Ela explicou que Simone tinha o hábito de passar pela Catedral de Nice a caminho do trabalho e acender uma vela.

Dificuldades de cuidar de família numerosa

Desde sua morte, as duas irmãs se encarregam dos três filhos de Simone. “Eu não desejo isso para ninguém. Se coloquem em nosso lugar. Eu estou aqui para trazer uma palavra de paz porque temos necessidade hoje de paz, independente de nossa religião, somos humanos. Por que se destruir dessa maneira? Tudo que queríamos era estarmos tranquilos, em família”, disse Solange. “Como brasileira que sou, eu busco só isso, a alegria de viver, mas está muito difícil ter uma vida em paz hoje”, lamentou.

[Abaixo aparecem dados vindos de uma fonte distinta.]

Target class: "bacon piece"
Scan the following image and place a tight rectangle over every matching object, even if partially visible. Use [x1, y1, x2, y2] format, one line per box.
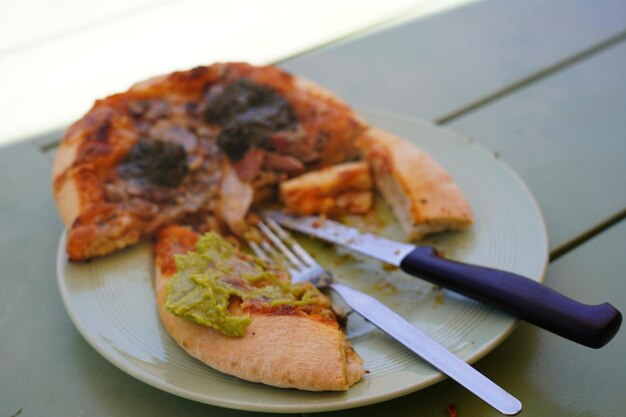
[263, 152, 304, 174]
[217, 161, 254, 235]
[235, 148, 266, 182]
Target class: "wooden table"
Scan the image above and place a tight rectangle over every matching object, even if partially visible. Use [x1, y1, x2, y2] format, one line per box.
[0, 0, 626, 417]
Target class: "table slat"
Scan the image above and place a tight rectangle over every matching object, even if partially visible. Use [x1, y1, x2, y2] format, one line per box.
[310, 221, 626, 417]
[283, 0, 626, 121]
[449, 42, 626, 252]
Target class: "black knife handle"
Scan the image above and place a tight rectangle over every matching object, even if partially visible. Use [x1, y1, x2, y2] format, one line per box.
[400, 246, 622, 349]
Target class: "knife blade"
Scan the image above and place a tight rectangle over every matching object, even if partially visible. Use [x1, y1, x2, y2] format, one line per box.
[268, 212, 622, 349]
[330, 281, 522, 416]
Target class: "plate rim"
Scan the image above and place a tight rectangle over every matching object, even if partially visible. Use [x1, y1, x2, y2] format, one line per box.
[56, 106, 549, 413]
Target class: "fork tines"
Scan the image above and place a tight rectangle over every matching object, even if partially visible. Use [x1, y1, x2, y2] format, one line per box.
[248, 217, 315, 271]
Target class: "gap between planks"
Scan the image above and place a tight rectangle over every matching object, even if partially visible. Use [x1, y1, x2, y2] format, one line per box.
[434, 31, 626, 125]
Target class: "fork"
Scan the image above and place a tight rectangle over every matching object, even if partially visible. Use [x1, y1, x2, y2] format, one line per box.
[248, 217, 522, 415]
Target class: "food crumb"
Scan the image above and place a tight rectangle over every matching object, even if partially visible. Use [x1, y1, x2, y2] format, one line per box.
[374, 279, 398, 294]
[332, 253, 357, 266]
[435, 292, 444, 305]
[383, 263, 400, 272]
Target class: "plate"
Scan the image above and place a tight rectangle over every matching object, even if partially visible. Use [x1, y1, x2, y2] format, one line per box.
[57, 110, 548, 413]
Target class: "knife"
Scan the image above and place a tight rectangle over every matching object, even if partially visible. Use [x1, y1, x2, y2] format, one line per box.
[269, 212, 622, 349]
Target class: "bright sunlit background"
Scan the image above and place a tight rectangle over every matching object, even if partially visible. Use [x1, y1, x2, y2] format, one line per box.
[0, 0, 475, 144]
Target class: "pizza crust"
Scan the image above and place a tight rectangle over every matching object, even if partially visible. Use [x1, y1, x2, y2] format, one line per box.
[358, 128, 473, 240]
[155, 226, 364, 391]
[53, 63, 366, 261]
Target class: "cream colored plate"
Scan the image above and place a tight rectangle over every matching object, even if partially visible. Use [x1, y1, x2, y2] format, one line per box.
[58, 111, 548, 412]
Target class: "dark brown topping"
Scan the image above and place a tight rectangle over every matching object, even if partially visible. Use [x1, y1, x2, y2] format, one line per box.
[119, 138, 187, 187]
[204, 78, 297, 160]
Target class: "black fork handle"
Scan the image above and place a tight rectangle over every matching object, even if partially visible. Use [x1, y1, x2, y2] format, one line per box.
[400, 246, 622, 349]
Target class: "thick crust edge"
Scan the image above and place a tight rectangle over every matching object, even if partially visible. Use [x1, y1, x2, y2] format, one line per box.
[155, 226, 364, 391]
[358, 128, 473, 240]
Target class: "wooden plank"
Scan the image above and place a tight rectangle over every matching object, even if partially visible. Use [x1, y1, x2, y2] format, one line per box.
[0, 143, 294, 417]
[302, 221, 626, 417]
[449, 42, 626, 253]
[283, 0, 626, 121]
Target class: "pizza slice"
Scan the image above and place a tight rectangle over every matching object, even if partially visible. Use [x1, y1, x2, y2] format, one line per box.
[358, 128, 473, 240]
[155, 226, 364, 391]
[53, 63, 365, 261]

Solange também agradeceu as ajudas da cidade de Nice e de associações. “Felizmente existem pessoas de boa vontade nessa terra. A cidade de Nice sempre esteve presente por nós, as associações, recebemos mensagens do mundo inteiro, estivemos bem apoiados e isso nos deu força”, disse.

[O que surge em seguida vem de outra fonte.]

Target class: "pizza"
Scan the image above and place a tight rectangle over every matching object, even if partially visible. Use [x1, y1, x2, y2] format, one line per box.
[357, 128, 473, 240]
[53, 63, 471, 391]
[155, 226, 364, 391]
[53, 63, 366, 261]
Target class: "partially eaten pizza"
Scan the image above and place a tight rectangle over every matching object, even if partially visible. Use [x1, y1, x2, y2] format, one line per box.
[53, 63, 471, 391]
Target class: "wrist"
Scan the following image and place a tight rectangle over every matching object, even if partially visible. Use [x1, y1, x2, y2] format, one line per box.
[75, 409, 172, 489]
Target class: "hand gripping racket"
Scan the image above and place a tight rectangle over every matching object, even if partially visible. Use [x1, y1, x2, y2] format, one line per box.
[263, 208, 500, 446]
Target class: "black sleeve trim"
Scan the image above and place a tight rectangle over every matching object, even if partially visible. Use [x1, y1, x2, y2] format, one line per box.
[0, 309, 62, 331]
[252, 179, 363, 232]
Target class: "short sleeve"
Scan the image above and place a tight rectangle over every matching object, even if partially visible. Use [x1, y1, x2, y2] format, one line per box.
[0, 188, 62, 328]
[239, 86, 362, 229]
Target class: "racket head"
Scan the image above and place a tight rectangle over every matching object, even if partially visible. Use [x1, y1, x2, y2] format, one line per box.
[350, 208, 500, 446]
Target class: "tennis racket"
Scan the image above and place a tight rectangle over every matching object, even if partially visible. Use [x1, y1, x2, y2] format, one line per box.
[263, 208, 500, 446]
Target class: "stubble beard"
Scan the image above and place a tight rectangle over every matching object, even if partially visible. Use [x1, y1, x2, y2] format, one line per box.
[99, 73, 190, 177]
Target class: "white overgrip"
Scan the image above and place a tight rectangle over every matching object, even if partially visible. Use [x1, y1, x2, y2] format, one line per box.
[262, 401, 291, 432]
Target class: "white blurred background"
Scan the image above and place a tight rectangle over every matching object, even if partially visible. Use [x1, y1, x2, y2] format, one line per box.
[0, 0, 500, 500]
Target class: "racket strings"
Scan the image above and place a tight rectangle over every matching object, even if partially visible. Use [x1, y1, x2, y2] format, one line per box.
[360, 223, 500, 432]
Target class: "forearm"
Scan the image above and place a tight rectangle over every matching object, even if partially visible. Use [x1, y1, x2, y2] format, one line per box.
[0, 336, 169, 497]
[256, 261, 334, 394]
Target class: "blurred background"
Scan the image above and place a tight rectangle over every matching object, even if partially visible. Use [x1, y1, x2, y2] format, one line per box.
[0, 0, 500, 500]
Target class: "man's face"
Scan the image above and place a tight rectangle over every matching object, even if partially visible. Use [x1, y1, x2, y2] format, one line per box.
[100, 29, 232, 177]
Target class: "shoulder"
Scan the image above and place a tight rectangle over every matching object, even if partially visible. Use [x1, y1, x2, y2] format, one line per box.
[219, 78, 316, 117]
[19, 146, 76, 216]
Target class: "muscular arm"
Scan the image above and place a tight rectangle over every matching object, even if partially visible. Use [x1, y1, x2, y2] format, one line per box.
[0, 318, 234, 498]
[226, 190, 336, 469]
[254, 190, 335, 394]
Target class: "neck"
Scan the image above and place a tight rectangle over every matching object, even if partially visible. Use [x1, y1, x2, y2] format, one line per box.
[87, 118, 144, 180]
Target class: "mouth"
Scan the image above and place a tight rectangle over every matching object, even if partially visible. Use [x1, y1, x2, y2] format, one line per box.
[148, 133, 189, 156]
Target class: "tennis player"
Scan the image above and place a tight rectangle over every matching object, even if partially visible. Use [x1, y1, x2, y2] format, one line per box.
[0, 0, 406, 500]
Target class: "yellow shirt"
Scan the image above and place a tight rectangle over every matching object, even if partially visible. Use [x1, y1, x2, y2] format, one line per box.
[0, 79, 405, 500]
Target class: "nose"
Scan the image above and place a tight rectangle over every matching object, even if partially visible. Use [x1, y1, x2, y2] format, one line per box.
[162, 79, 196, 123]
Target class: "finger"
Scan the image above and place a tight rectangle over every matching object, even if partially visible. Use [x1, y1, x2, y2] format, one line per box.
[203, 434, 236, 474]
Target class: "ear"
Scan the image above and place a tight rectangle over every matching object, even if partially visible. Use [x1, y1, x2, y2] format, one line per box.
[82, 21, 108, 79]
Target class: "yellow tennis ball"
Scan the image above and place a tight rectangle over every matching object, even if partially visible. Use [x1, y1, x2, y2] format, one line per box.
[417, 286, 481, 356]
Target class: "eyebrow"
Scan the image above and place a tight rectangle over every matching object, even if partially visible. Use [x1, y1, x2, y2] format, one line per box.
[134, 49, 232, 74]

Mas ela também lembrou as dificuldades de cuidar de uma família numerosa. “Passei de uma família de um filho a três e trabalho como cuidadora. Não vivemos como antes, temos sempre medo. Nada vai mudar isso”, lamentou.

Na saída do julgamento, Solange Barreto disse à RFI, parceiro do Metrópoles, que espera que o acusado seja condenado à pena máxima, que neste caso é a prisão perpétua.

Além de Simone Barreto, Aouissaoui é acusado de ter matado a facadas, em 29 de outubro de 2020, Nadine Devillers, de 60 anos e o sacristão Vincent Loquès, de 55 anos, cujas famílias também foram ouvidas nesta quarta-feira.

Gravemente ferido pela polícia durante o ataque, o tunisiano se recuperou, mas afirma não se lembrar do que aconteceu. No entanto, segundo médicos que o examinaram, os ferimentos que sofreu não poderiam ter causado uma amnésia. Ele não quis se pronunciar nessa quarta-feira quando o juiz perguntou se ele tinha algo a declarar.